Berangkat dari latar belakang tersebut dan adanya praktik perempuan
melakukan perceraian dan menikah kembali, maka hal ini dirasa penting untuk
dikaji lebih jauh. Peneliti tertarik untuk melakukan penelitian mengenai praktik
sosial perempuan melakukan melakukan kawin cerai di Nagari Padang Gantiang,
Kecamatan Padang Ganting.
1.2 Rumusan Masalah
Adanya perbedaan yang berasal dari kesenjangan antara das sollen dan das
sein. Perbedaan antara apa yang diharapkan dengan kenyataan yang terjadi di
lapangan. Hakikat dari perkawinan untuk membentuk keluarga yang sakinah,
mawaddah, warahma, tetapi kenyataan yang terjadi adalah banyak terjadi
perceraian, hingga praktik perceraian dan menikah kembali yang di lakukan oleh
perempuan di Nagari Padang Gantiang.
Berdasarkan uraian tersebut penulis tertarik untuk mengetahui
“bagaimanakah praktik sosial perempuan melakukan perceraian dan menikah
kembali?”
1.3 Tujuan Penelitian
Berdasarkan latar belakang dan perumusan masalah yang dikemukakan
diatas, maka penelitian ini mempunyai tujuan:
Tujuan Umum
Mengungkap praktik sosial perempuan melakukan perceraian dan menikah
kembali
Tujuan Khusus
1. Menggali pengalaman perempuan yang melakukan perceraian dan
menikah kembali
2. Mengidentifikasi struktur yang enabling dan constraining terhadap praktik
perceraian perempuan
3. Mengidentifikasi struktur-struktur yang enabling dan constraining
terhadap perempuan menikah kembali (re-married)
1.4 Manfaat Penelitian
Bagi Aspek Akademis
Secara akademis, penelitian ini diharapkan bisa dijadikan acuan bagi
peneliti lain yang berminat dalam bidang ini khususnya yang berhubungan dengan
perempuan dan keluarga.
Bagi Aspek Praktis
Penelitian ini diharapkan dapat dijadikan bahan masukan bagi instansi
terkait dan pemerhati hak-hak serta masalah perempuan dan keluarga.
1.5 Tinjauan Pustaka
1.5.1.Konsep Perkawinan
Perkawinan merupakan perjanjian antara laki-laki dan perempuan untuk
membentuk keluarga. Perjanjian disini meliputi pertukaran hak dan kewajiban
yang terjadi diantara sepasang suami istri. Perkawinan juga merupakan proses
perubahan status seseorang, dari seorang laki-laki bujangan menjadi suami, dari
perempuan menjadi istri. Perubahan status tersebut dilegalkan melalui pernikahan,
resepsi pernikahan, dan proses acara adat (Suhendi, 2001: 118). Sedangkan
menurut Undang-Undang Republik Indonesia Tahun 1974 tentang pasal 1
menyebutkab bahwa perkawinan adalah ikatan lahir batin seorang pria dengan
seorang wanita sebagai suami istri dengan tujuan membentuk keluarga atau rumah
tangga yang bahagiah dan kekal berdasarkan Ketuhanan Yang Maha Esa.

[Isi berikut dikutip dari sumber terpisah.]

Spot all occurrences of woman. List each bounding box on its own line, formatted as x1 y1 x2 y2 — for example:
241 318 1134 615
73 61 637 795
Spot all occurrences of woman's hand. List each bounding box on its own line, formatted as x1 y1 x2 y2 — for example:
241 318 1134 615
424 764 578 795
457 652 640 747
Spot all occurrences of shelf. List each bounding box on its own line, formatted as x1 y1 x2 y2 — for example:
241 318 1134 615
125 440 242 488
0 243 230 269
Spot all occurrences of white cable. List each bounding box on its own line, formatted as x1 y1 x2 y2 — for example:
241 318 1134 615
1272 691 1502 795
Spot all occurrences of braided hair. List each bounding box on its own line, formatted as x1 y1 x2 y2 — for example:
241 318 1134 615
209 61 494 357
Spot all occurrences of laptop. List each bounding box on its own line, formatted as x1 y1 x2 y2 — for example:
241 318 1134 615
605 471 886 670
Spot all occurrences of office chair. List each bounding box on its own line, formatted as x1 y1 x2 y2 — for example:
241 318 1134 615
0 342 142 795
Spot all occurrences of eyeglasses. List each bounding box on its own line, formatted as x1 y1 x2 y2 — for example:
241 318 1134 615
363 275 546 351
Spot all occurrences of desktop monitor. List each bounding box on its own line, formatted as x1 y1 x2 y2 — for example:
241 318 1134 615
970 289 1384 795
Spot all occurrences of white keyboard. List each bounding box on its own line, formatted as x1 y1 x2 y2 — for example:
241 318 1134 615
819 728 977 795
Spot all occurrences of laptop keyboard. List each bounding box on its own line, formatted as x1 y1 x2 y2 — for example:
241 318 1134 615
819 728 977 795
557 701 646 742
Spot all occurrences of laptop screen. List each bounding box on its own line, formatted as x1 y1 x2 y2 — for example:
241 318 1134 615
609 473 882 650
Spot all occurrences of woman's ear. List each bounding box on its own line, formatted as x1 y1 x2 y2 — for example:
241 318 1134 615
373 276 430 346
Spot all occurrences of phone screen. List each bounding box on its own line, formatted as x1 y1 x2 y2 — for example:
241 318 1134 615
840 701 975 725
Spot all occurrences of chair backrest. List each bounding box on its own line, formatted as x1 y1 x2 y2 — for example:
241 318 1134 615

Perkawinan adalah suatu proses yang menimbul berbagai macam akibat,
dan melibatkan banyak anggota keluarga termasuk suami dan istri itu sendiri.
Proses tersebut meliputi pemilihan pasangan dan perkawinan. Masyarakat
menyetujui ikatan yang diakibatkan dari perkawinan melalui upacara perkawinan.
Tidak hanya suami istri yang memiliki peran baru, tapi masing-masing anggota
keluarga dari suami dan istri juga memiliki peran baru (Goode,1991:64). Jadi
perkawinan dapat diartikan sebagai aturan nilai dan norma seorang laki dan
perempuan disatukan, hidup bersama, memiliki hak dan kewajiban untuk
mengurus kehidupan yang baru bersama pasangan. Diresmikan menurut prosedur
adat, hukum, dan agama yang berlaku dalam masyarakat bersangkutan.
1.5.2. Konsep Keluarga
Keluarga adalah kelompok yang memiliki hubungan perkawinan atau
memiliki hubungan darah, yang terdiri atas ayah, ibu, dan anak. Ada dua dimensi
untuk menjelaskan konsep keluarga, yaitu dimensi yuridis dan dimensi sosiologis.
Secara yuridis, seseorang yang telah melangsungkan perkawinan dengan
mengikuti aturan hukum yang berlaku. Secara sosiologis, seseorang yang tidak
melangsungkan pernikahan perkawinan dan hanya berkumpul bebas (freesex,
kumpul kebo, dan lain sebagainya).
Keluarga menurut Hammudah Abd al-Ati dalam Suhendi (2001) adalah
suatu struktur yang bersifat khusus dan antara satu sama lainnya mempunyai
ikatan, baik akibat hubungan darah ataupun pernikahan. Ikatan tersebut
mengakibatkan adanya sikap salin berharap (mutual Expectation) yang sesuai
dengan ajaran agama, dikukuhkan secara hukum, serta secara indivividu saling
mempunyai ikatan batin.
1.5.3 Konsep Perempuan
Manusia diciptakan Tuhan tidaklah untuk hidup sendiri. seseorang
membutuhkan keberadaan orang lain untuk menopang ekssistensinya di dunia ini.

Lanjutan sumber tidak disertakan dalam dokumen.